Transfers will still be difficult to justify in the short term, but this could change as mortality assumptions are updated says John Lawson, head of pensions at Standard Life

The process has taken more than three years, having started with the actuarial profession failing to agree a satisfactory solution in 2005. They asked the government to implement a statutory solution to the basis for calculating defined benefit transfer values for early leavers. Draft regulations were published in August 2007 and, after further consultation the final regulations emerged in April, and are due to come into force on October 1.

The government has made some changes to the draft but the substance of these regulations remains the same; trustees are responsible for the basis upon which transfer values are calculated. The regulations state that the cash equivalent should be calculated on an “actuarial basis” and should reflect the amount held within the scheme to provide for the member’s accrued benefits. This includes any options that might increase the value of the members’ benefits, and the value of any discretionary benefits where payment of such has become an established custom.

In determining the assumptions used in the calculation, the trustees must asess the economic, financial and demographic criteria, having taken advice from the scheme actuary. The discount rate used should reflect the scheme’s investment strategy. But will they result in fairer transfer values?

The typical experience of corporate advisers is that transfer values are insufficient when invested in a money purchase scheme, to match the value of the benefits given up. In many cases, the annualised return, or critical yield, required is usually in double rather than single digits. With a future inflation rate of 4 per cent or less, long-run rates of return, even from equities, are unlikely to exceed 10 per cent. This means that advisers are unlikely to recommend that their clients proceed with a transfer except in odd cases. For example, where the member is in poor health and improved death benefits result from a transfer to a personal pension.

At the moment, transfer values are calculated by the scheme actuary with reference to actuarial guidance note 11 (GN11). But in shifting responsibility to the trustees, the outcome is unlikely to differ significantly from today. Trustees will still seek advice from actuaries, and actuaries are unlikely to have changed their views just because the trustee now carries the can rather than them directly.

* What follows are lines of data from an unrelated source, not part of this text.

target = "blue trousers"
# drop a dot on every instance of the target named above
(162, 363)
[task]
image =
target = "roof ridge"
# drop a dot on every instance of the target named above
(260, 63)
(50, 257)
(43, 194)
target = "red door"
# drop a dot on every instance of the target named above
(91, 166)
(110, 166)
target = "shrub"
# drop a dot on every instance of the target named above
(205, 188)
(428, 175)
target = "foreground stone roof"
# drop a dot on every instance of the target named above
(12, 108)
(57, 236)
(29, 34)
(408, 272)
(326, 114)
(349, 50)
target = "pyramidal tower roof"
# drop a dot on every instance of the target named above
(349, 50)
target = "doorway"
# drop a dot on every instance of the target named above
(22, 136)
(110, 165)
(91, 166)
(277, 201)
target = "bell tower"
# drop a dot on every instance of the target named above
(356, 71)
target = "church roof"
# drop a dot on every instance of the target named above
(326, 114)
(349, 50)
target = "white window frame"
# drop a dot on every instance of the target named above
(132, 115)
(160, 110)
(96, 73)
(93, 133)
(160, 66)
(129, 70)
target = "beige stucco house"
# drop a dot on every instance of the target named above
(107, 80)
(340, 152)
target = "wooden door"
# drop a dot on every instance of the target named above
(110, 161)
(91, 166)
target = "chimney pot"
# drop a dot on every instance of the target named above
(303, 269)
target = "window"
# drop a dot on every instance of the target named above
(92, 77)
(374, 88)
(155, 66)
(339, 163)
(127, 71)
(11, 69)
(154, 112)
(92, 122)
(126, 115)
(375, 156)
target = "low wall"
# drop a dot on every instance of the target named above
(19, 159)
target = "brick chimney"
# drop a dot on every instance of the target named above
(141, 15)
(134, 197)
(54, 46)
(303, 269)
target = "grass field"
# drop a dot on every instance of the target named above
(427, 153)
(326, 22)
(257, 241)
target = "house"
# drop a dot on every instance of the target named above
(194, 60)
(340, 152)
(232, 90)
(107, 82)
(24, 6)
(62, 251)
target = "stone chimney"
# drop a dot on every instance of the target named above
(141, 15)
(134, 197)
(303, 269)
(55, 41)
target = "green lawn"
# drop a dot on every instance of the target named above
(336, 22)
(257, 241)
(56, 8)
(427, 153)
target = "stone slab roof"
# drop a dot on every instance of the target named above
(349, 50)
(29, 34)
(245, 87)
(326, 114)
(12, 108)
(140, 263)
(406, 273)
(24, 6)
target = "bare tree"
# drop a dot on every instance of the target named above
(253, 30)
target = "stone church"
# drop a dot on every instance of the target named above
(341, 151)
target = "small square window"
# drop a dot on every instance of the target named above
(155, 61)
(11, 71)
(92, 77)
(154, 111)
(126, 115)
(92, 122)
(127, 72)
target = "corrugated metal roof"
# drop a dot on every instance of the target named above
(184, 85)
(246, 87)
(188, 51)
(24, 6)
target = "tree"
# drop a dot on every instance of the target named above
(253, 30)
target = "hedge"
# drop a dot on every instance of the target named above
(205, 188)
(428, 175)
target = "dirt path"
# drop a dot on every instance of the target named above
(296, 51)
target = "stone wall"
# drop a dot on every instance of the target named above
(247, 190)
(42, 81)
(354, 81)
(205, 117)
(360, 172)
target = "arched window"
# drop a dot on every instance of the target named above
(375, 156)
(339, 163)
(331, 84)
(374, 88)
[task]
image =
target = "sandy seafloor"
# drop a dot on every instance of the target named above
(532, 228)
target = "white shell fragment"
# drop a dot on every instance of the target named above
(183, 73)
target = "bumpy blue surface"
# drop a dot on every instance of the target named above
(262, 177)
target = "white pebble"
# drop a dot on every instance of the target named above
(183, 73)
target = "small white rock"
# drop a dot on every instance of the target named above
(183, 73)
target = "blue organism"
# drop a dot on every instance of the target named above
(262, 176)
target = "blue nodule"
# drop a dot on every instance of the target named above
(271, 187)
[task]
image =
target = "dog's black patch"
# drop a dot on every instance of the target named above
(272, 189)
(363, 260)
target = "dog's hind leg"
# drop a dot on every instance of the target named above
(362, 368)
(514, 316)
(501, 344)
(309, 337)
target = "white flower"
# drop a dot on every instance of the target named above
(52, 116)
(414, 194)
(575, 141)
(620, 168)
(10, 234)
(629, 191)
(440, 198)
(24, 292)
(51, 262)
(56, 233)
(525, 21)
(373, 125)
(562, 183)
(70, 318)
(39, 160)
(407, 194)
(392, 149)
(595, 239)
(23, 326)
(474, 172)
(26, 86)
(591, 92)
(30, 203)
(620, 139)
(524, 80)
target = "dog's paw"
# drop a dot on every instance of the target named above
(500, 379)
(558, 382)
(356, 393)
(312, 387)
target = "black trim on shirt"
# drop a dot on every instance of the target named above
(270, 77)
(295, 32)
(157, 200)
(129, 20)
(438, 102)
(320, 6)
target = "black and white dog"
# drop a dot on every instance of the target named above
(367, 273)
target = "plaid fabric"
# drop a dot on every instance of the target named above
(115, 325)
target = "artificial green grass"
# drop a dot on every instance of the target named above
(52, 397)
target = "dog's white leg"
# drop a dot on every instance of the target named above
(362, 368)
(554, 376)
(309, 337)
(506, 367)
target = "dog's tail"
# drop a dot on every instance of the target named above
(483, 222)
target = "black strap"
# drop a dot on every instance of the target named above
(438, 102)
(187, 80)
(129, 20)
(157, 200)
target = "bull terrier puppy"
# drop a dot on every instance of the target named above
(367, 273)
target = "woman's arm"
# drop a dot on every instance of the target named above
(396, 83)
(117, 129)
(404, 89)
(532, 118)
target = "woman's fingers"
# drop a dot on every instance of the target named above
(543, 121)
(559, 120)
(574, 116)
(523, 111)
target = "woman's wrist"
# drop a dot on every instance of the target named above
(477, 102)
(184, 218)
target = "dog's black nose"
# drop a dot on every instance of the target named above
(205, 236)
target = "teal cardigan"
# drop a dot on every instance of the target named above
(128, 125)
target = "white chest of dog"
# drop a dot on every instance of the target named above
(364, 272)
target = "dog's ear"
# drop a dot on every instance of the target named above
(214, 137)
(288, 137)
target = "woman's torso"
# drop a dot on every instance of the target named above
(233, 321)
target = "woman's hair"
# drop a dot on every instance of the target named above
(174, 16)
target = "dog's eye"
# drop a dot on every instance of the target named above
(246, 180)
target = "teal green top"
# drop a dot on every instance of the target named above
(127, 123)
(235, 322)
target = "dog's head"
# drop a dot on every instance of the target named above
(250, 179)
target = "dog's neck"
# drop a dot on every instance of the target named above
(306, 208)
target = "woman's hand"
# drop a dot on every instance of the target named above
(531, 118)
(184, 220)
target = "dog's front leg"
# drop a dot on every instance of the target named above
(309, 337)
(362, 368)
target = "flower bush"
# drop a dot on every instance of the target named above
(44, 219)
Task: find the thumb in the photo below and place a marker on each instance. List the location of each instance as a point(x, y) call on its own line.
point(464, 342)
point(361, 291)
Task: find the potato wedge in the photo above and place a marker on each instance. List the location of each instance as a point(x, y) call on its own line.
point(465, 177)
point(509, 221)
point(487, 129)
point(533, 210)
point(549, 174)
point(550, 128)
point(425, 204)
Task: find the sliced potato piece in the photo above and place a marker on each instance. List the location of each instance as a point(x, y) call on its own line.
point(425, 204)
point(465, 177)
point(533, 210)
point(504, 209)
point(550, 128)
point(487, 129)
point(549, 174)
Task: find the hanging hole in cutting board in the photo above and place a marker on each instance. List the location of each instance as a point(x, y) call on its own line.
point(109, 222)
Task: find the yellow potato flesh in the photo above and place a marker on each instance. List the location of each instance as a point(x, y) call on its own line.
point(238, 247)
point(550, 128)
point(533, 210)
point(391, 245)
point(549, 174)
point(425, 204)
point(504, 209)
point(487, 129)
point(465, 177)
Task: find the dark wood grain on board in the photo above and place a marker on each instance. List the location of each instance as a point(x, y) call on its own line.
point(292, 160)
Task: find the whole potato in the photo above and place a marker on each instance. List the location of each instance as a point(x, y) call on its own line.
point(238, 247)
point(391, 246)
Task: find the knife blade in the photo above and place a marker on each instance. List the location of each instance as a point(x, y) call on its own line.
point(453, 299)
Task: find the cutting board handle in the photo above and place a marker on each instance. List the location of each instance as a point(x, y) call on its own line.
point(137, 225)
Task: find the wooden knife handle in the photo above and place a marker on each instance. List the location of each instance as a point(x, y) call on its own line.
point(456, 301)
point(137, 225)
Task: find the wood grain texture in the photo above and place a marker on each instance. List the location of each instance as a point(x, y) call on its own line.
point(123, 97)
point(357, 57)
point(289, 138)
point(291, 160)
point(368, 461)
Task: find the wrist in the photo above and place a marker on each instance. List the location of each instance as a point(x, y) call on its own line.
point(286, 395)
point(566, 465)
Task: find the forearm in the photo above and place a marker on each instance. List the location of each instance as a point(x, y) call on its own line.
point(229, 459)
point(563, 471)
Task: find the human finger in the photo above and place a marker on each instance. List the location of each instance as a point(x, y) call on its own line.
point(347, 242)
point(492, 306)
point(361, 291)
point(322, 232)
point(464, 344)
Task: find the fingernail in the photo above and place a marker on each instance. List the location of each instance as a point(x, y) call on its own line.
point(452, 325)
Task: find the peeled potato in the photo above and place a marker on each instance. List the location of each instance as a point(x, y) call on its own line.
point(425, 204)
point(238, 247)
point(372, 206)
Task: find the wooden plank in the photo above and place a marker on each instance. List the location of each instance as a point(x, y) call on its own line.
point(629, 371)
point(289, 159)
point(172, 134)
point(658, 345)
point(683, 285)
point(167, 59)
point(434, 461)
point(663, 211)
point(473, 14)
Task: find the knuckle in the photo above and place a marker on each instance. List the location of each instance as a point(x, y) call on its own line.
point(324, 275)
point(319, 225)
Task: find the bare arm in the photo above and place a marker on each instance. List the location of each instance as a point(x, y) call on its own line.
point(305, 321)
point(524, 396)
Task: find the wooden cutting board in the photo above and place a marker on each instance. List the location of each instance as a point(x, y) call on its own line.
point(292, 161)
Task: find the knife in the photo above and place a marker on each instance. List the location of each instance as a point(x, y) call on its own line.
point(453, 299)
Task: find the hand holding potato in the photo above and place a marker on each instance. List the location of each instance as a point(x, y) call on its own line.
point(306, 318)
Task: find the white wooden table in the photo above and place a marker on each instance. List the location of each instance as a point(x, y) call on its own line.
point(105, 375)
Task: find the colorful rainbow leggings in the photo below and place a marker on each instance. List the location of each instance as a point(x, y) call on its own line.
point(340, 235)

If transfer values continue to require double digit rates of return to match the value of the benefits surrendered, and transfer values are a fair reflection of the amount held to provide the benefits (as required by these regulations), that suggests schemes are also relying on what look like unachievable rates of return in order to pay the promised benefits.

While many schemes are said to be back in surplus, that assertion should be taken with a bucketful of salt. Other reports have disclosed that defined benefit schemes use a wide range of rates of expected return on equities and that longevity is underestimated. The Lane Clark and Peacock Accounting for Pensions 2007 survey shows that the most frequent life expectancy assumption is for current male pensioners to die in the range 83 to 85.

Compare that to the age 88 to 90 that insurers use for the expected lifespan of male annuitants and you realise that something is amiss.

However, if defined benefit schemes were to make more realistic mortality assumptions, those surpluses would quickly become deficits.

So, realistic assumptions are unlikely to happen overnight, but the Pensions Regulator is now beginning to push schemes in that direction.

Transfer values will not improve in the short-term but, if the regulator continues to turn the scheme funding screw, the amounts offered should gradually increase.

Defined benefit schemes and their sponsoring employers are therefore likely to continue offering inducements to deferred members to transfer out. HMRC effectively killed off cash-in-hand payments in January 2007 when it announced that these would be subject to both income tax and national insurance. But increasing the transfer value is still a realistic option and is allowed for under these new regulations.

Ex-members cannot reach their own conclusion about whether the offer on the table is good value or not, because complex considerations are involved. Financial advice will therefore be necessary and advisers who become aware of any scheme paying inducements should offer their services to the trustees.